Son parcours est en effet enviable. D'abord, mécanicien chez Challenge 75 et pilote d'enduro, il opte rapidement pour le rallye-raid. «C'est un peu moi qui lui ai donné le goût de ce type de course, explique Patrick Kevorkian, patron de Challenge 75. Il travaillait dans mon garage à Paris spécialisé dans le rallye-raid.» Et dès 2000, il se lance dans l'aventure. Quatorzième pour un premier essai, pas mal pour un amateur. Mais pas suffisant.

Comme Armstrong

Car si Despres a bien une qualité, c'est la persévérance. «Il sait exactement ce qu'il veut et il fait tout pour y arriver. C'était déjà le cas quand il était mécano chez nous», indique Patrick Kervorkian. Du coup, le débutant fait le nécessaire pour devenir le meilleur: il rejoint l'écurie KTM aux côtés du champion Richard Sainct, peaufine sa préparation physique qui lui donne un corps de surfeur californien et bosse méticuleusement ses courses. «Il n'est peut-être pas le plus talentueux, mais il est très pro, posé, il ne laisse rien de côté», fait remarquer David Frétigné, l'un des rivaux de Despres. Il en a fait la démonstration jeudi lors de la sixième étape, choisissant le bon cap, là où tous les autres se sont égarés. «C'est l'expérience et une bonne connaissance du road-book», commente-t-il.

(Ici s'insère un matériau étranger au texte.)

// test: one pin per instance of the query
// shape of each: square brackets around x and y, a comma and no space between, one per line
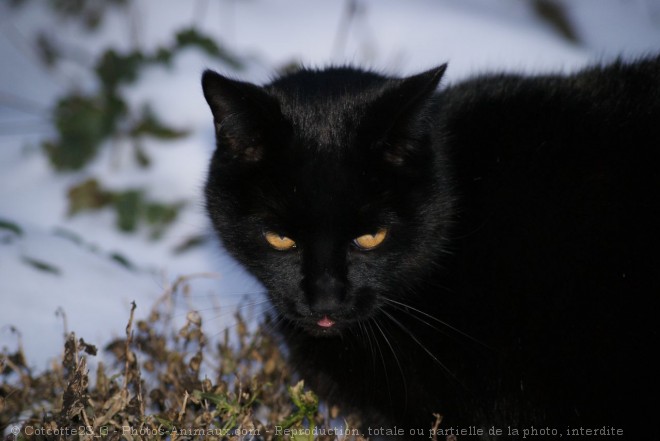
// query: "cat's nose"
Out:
[326,295]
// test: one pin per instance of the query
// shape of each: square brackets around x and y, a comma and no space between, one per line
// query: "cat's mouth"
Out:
[326,322]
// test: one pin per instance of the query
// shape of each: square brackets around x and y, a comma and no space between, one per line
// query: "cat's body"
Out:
[509,275]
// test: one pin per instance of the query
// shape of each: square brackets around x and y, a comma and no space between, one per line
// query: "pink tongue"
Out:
[325,322]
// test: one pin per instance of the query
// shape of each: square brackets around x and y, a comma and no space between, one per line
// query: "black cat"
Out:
[490,252]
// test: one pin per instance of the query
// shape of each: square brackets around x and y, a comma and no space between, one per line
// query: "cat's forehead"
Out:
[325,108]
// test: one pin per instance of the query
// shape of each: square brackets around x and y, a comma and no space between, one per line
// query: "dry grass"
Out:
[163,383]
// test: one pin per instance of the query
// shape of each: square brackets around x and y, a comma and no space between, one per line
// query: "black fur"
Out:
[518,283]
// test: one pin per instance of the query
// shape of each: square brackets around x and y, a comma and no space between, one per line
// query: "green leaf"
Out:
[128,206]
[122,260]
[41,265]
[80,123]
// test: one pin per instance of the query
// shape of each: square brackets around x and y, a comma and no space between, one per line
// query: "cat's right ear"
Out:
[243,114]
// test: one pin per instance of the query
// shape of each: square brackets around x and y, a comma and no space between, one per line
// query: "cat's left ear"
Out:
[401,111]
[243,113]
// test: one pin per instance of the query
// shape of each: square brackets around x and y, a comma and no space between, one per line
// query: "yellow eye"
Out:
[279,242]
[371,241]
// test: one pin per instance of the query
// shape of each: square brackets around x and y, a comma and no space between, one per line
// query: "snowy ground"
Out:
[390,35]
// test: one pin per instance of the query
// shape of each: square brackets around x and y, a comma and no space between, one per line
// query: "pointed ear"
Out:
[400,115]
[244,115]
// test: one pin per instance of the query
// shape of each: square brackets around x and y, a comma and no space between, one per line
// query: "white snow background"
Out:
[393,36]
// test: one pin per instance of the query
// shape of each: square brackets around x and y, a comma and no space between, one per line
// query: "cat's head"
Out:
[331,188]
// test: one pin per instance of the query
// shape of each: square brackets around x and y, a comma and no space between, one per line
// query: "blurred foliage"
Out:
[88,122]
[554,13]
[89,13]
[160,382]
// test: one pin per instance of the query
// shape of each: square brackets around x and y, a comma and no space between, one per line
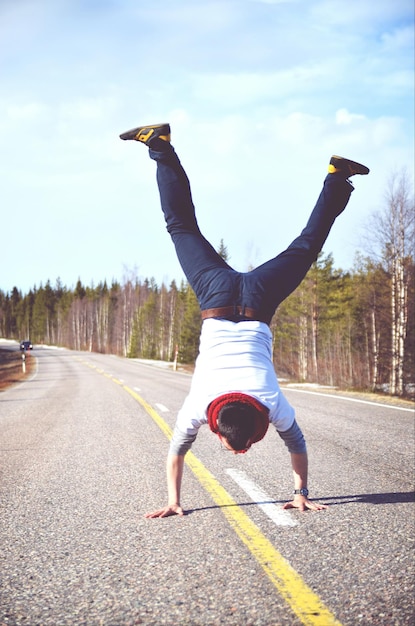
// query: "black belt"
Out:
[234,314]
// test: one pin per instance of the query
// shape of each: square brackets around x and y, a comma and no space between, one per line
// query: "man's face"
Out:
[228,447]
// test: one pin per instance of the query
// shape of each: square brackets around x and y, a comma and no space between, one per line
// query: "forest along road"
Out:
[83,446]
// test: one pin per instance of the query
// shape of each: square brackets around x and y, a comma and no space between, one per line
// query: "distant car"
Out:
[26,345]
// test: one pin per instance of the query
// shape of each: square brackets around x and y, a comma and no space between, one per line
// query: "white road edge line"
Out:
[278,515]
[324,395]
[161,407]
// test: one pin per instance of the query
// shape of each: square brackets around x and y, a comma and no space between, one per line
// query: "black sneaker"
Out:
[146,134]
[346,167]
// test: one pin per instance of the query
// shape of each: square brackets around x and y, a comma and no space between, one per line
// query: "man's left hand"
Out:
[302,503]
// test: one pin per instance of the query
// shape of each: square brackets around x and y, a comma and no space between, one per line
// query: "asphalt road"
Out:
[82,449]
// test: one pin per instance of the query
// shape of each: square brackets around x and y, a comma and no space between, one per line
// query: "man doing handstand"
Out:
[234,387]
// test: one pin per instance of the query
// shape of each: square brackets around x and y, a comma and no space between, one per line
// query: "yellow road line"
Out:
[303,601]
[306,605]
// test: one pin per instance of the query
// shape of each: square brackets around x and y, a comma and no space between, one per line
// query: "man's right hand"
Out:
[167,511]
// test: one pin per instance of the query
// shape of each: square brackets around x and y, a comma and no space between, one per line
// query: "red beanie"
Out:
[261,415]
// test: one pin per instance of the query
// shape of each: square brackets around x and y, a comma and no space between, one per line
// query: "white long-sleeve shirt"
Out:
[233,356]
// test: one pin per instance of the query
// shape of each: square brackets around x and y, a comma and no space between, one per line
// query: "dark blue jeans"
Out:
[214,282]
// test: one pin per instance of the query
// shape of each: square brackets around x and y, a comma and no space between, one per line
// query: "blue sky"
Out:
[259,95]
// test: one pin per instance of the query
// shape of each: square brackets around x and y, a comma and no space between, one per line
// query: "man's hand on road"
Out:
[167,511]
[302,503]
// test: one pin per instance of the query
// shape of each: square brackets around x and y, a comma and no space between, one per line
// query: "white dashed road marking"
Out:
[278,515]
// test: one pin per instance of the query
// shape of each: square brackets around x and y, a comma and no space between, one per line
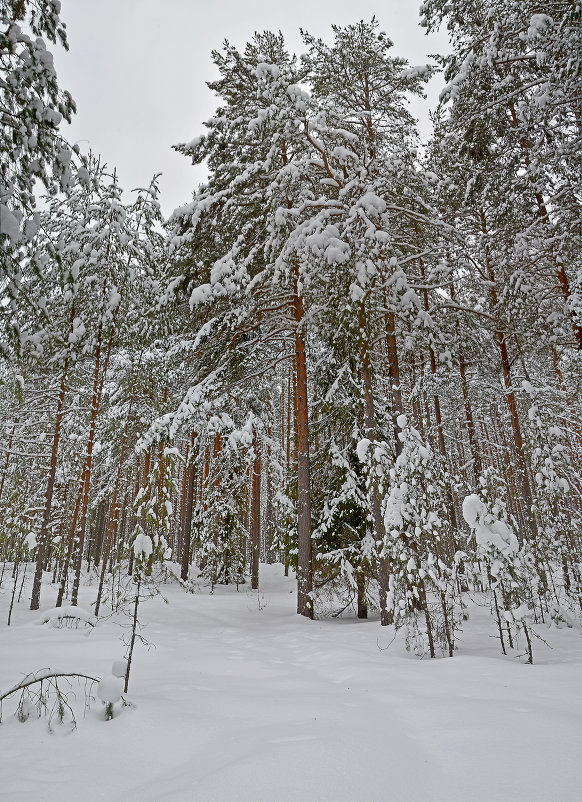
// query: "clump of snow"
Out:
[55,616]
[110,690]
[119,668]
[9,224]
[362,448]
[488,533]
[142,545]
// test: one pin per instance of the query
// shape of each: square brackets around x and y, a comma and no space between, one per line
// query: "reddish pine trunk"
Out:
[98,382]
[370,432]
[544,216]
[113,519]
[256,515]
[44,529]
[304,558]
[511,400]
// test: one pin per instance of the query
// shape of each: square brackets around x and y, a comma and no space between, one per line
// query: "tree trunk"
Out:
[256,514]
[304,559]
[44,529]
[370,431]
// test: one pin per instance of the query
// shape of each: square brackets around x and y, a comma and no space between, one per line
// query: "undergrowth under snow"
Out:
[241,699]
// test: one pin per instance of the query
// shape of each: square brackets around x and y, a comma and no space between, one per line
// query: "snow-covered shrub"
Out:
[422,593]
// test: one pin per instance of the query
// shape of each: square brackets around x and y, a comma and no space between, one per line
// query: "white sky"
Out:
[137,71]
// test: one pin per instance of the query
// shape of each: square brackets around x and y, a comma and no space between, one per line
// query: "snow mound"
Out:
[57,616]
[110,690]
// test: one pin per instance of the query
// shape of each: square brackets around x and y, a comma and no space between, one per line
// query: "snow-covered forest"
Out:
[343,381]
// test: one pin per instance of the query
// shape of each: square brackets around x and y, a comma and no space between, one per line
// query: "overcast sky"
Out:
[137,70]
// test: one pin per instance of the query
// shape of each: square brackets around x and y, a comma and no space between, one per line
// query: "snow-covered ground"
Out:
[241,699]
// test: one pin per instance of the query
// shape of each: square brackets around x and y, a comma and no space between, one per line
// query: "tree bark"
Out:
[256,514]
[304,557]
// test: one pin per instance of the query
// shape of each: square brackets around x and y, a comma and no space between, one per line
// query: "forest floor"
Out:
[239,698]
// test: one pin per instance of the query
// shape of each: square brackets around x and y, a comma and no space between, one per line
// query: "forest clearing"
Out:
[291,476]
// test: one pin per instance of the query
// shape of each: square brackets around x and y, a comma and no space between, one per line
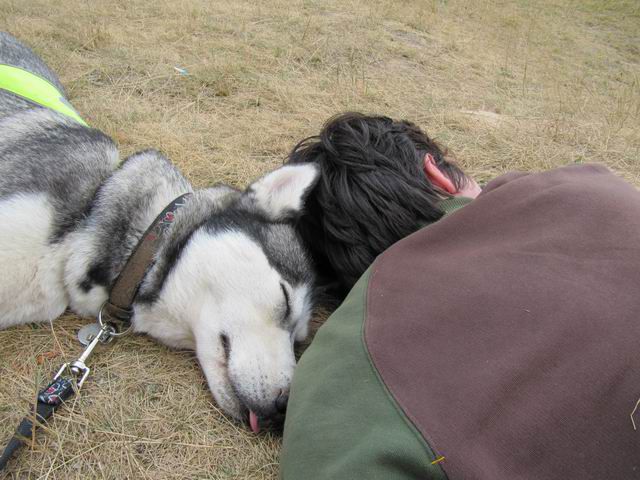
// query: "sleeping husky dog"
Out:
[231,280]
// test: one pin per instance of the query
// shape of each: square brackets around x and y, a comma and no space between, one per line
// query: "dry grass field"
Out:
[505,84]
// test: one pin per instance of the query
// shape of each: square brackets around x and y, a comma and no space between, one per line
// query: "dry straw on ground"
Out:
[507,85]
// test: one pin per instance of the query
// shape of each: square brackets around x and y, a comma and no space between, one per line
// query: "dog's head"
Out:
[238,288]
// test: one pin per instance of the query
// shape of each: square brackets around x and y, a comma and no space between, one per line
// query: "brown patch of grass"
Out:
[506,85]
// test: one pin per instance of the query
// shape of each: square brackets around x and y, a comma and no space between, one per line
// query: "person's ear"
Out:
[436,176]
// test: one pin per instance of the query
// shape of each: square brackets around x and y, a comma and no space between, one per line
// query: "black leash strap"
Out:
[119,306]
[49,399]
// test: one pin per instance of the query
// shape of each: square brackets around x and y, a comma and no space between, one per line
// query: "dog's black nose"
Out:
[281,401]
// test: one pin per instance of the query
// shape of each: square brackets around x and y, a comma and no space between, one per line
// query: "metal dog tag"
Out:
[88,333]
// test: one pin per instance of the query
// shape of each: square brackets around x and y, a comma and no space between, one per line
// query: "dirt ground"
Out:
[226,89]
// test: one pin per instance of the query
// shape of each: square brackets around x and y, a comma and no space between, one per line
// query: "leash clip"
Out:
[78,367]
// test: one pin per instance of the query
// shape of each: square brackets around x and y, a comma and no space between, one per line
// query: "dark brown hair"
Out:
[372,191]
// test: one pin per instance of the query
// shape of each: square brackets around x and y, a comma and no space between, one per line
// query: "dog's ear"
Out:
[280,194]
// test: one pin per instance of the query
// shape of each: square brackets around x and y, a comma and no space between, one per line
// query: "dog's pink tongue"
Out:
[253,421]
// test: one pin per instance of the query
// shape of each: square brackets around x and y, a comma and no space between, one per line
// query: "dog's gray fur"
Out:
[97,210]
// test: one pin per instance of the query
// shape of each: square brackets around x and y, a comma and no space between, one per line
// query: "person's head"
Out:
[380,180]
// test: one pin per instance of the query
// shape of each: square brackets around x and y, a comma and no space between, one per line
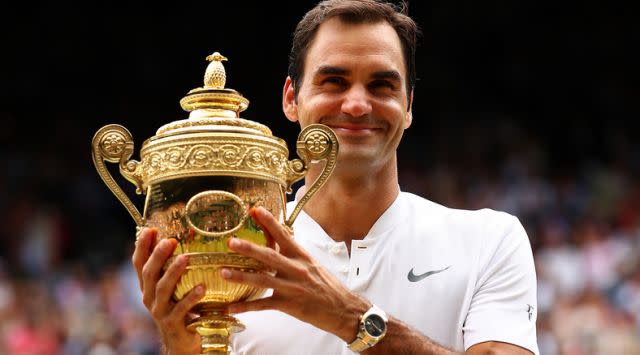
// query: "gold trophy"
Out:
[200,176]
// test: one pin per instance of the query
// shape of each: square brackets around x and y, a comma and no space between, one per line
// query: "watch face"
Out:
[374,325]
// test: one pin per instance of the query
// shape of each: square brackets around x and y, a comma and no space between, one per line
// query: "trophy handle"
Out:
[205,199]
[316,142]
[114,144]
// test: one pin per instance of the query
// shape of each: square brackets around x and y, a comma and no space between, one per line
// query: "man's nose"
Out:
[356,101]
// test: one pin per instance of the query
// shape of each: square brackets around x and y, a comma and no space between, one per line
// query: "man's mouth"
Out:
[353,129]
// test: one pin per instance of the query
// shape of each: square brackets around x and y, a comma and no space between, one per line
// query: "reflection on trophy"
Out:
[200,177]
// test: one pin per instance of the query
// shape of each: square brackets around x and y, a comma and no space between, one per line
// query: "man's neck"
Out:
[348,206]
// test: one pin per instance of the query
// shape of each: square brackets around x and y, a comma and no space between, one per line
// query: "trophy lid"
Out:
[214,107]
[214,140]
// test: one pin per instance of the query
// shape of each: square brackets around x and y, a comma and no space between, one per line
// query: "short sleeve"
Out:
[503,307]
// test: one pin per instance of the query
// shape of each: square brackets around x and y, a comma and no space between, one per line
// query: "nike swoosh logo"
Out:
[415,278]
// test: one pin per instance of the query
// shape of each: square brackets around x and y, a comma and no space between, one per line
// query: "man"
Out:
[442,280]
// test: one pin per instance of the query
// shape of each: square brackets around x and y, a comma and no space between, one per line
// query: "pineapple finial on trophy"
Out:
[215,76]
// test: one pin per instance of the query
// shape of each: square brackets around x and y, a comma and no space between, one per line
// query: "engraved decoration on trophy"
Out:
[200,176]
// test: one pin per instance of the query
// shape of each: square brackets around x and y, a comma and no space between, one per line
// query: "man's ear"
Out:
[409,113]
[289,104]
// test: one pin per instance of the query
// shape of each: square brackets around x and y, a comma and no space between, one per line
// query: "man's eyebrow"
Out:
[331,70]
[388,75]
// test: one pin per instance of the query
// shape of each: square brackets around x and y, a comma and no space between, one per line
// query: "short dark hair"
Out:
[354,12]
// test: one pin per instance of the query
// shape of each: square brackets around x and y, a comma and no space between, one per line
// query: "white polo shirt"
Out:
[459,277]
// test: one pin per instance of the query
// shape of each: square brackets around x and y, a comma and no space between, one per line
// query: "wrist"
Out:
[350,318]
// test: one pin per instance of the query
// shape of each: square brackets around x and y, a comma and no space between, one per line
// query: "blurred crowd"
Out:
[67,285]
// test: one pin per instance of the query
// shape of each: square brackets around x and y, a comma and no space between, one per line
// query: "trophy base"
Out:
[215,328]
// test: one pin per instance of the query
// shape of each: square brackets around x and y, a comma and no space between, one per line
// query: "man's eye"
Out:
[334,80]
[381,84]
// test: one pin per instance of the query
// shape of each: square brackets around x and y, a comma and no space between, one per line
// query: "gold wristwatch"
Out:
[373,327]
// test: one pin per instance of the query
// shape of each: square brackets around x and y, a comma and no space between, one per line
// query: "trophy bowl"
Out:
[201,175]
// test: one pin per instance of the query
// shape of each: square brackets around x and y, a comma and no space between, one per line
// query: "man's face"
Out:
[354,82]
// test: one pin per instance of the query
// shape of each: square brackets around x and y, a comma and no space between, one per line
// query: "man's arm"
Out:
[306,290]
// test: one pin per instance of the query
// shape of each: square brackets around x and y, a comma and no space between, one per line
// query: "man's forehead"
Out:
[340,46]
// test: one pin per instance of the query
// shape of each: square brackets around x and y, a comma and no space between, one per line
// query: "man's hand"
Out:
[157,289]
[301,287]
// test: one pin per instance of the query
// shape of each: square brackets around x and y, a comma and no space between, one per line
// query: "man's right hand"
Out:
[157,290]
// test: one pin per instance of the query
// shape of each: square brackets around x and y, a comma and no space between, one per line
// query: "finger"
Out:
[143,250]
[255,305]
[266,255]
[182,308]
[280,235]
[259,280]
[167,283]
[152,268]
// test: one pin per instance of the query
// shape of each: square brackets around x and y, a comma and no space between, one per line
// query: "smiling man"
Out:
[372,269]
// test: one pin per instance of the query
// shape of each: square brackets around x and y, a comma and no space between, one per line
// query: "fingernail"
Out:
[181,260]
[234,243]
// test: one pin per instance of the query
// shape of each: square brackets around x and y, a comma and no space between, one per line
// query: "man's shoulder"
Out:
[485,221]
[421,205]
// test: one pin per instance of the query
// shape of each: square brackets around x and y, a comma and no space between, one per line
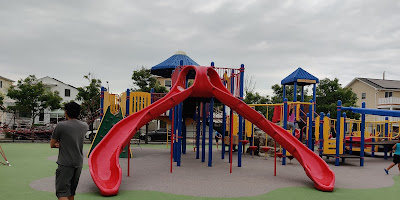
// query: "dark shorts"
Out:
[396,158]
[67,179]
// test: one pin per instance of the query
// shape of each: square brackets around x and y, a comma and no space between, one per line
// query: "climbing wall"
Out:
[108,121]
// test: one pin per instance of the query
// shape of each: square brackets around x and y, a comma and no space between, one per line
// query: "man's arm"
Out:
[54,143]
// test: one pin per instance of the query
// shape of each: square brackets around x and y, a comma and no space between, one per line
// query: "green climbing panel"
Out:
[108,121]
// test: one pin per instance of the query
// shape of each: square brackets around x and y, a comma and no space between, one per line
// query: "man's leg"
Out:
[63,184]
[75,181]
[390,166]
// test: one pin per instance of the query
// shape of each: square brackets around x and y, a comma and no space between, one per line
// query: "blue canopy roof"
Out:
[300,76]
[166,67]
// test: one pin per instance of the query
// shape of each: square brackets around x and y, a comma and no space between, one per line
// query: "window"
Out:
[41,115]
[388,94]
[167,83]
[67,92]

Ce côté perfectionniste détonne dans l'univers du Dakar, où le goût de l'aventure et de la souffrance dépasse l'attrait de la performance. «Quand ça roule pour lui, il est bien», dit Patrick Kevorkian. Sous-entendu, quand ça va mal... L'an passé, ses complaintes au sujet de ses problèmes mécaniques - qui pourtant touchent tout le monde - sont devenues célèbres. Du coup, on le dit distant, voire arrogant. «C'est sûr qu'il n'est pas aussi proche des autres motards qu'un David Casteu [2e au général avant son abandon sur blessure mercredi]», compare Frédéric Lepan. Jeudi, à l'arrivée de la sixième étape où il finit deuxième, nous avons demandé à Despres s'il allait désormais gérer son avance pour s'imposer. Sa réponse: «Rien n'est fait. Sur le Tour, on ne dit pas qu'Armstrong va gagner après seulement trois étapes.»